The Barnes Group manufactures and distributes precision metal parts and industrial supplies. The group has been in business since 1857. In the late 1990’s, the group brought in new management with the aim of growing the company through acquisitions. It made three significant acquisitions in 1999 and 2000 for $197.1 million.
As a consequence of the acquisitions, by the end of 2000, the company had $230 million in outstanding long-term debt and a debt-to-equity ratio that was high enough to cause its borrowing costs to increase.
The company was paying 7.13% to 9.47% interest to borrow while earning roughly only 3% interest on $43.7 million cash held in offshore holding companies.

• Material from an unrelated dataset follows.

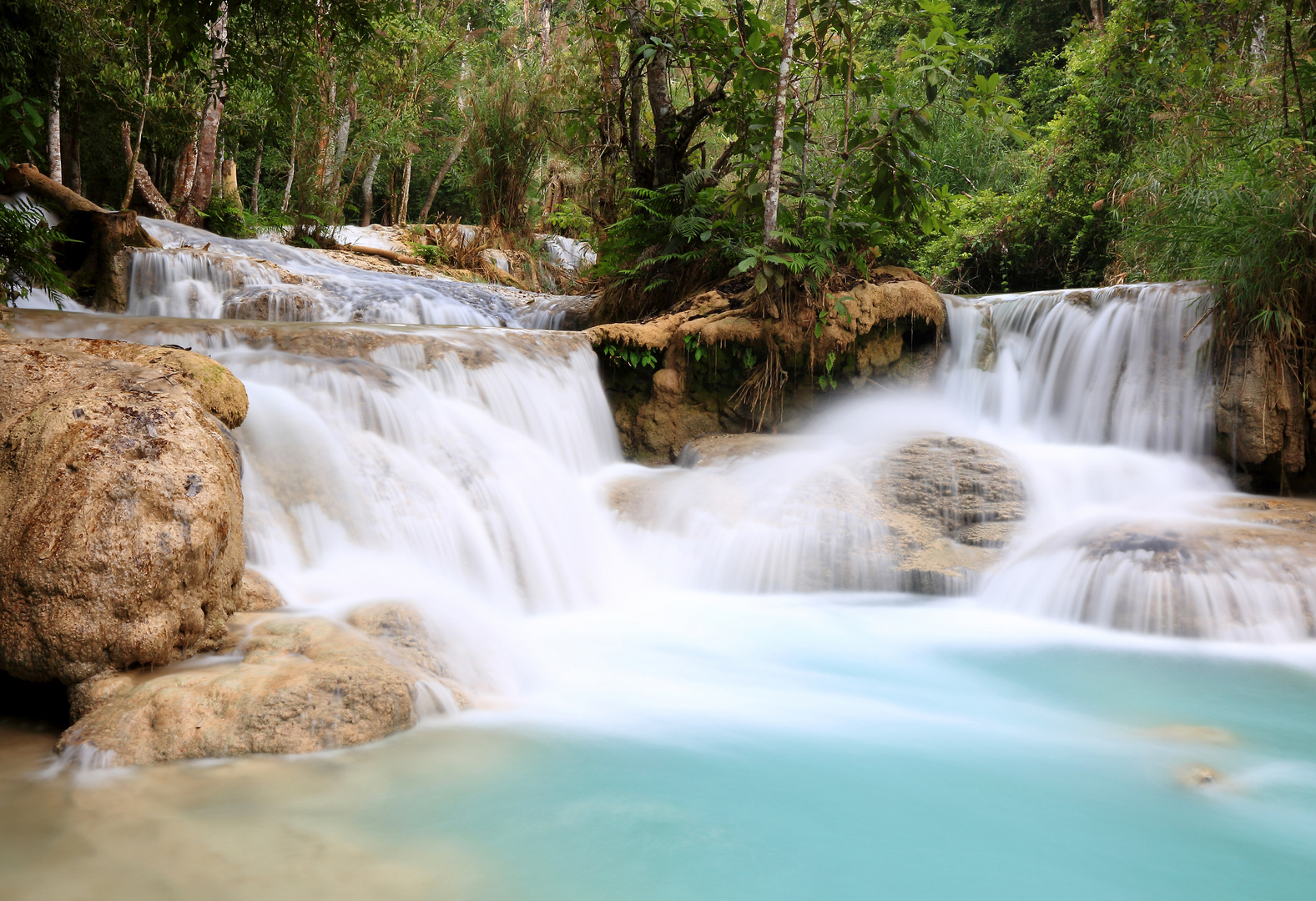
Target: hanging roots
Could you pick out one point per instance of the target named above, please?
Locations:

The company’s tax director sought ideas from three of the big four accounting firms and eventually settled on a “reinvestment plan” suggested by PricewaterhouseCoopers. The plan came complete with an exit strategy to unwind the plan if Barnes wanted to return the funds to the offshore subsidiaries and a draft “business purpose” suggested by PwC.
The plan involved moving money held in a Singapore subsidiary to the US parent company, but through two new intermediate entities. Money was contributed to a new Bermuda company and then by the Bermuda company to a new Delaware company. The Delaware company then lent the money to Barnes in the US. Some of the money contributed as capital was the accumulated offshore cash. Some was money the Singapore subsidiary borrowed from a Japanese bank at a lower interest rate than the US parent could have borrowed because the Singapore subsidiary was generating significantly more cash than it needed.

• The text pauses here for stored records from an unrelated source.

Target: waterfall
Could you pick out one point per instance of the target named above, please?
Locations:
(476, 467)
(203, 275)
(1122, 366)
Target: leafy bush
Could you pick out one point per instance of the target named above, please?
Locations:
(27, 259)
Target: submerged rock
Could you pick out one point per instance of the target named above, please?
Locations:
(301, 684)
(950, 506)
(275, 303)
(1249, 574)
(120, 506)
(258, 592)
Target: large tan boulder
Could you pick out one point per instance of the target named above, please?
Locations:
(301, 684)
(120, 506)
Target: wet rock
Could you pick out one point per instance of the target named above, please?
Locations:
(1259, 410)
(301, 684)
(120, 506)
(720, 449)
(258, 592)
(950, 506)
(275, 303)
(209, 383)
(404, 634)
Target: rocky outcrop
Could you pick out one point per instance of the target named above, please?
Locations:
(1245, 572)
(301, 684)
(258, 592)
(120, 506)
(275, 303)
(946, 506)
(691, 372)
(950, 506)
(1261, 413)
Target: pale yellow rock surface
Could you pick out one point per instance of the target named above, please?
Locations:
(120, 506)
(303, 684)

PwC, which also acted as the auditors for Barnes, gave a tax opinion that repatriation done in this fashion would not trigger a tax in the United States. Earnings of a US-controlled foreign corporation become taxable in the United States if they are invested in US property. Shares in a Delaware corporation are normally such an investment. However, PwC relied on a 1974 revenue ruling that suggested the amount that should have become taxable in the US is the basis that the Bermuda company had in the Delaware company shares and that basis was zero in this case.
The US Tax Court invoked the step-transaction doctrine to treat the money as coming back to the US directly from Singapore. It said intermediate entities and complicated steps served no business purpose other than to avoid taxes, and the purported loans by the Delaware company were not real loans. There was no evidence that any interest or principal had been paid on loans in the company’s general ledgers or bank statements.
The case is Barnes v. Commissioner. The Tax Court released its decision in April. The courts have been showing less and less patience for complicated transactions intended to achieve a tax result based on a narrow technical reading of the law.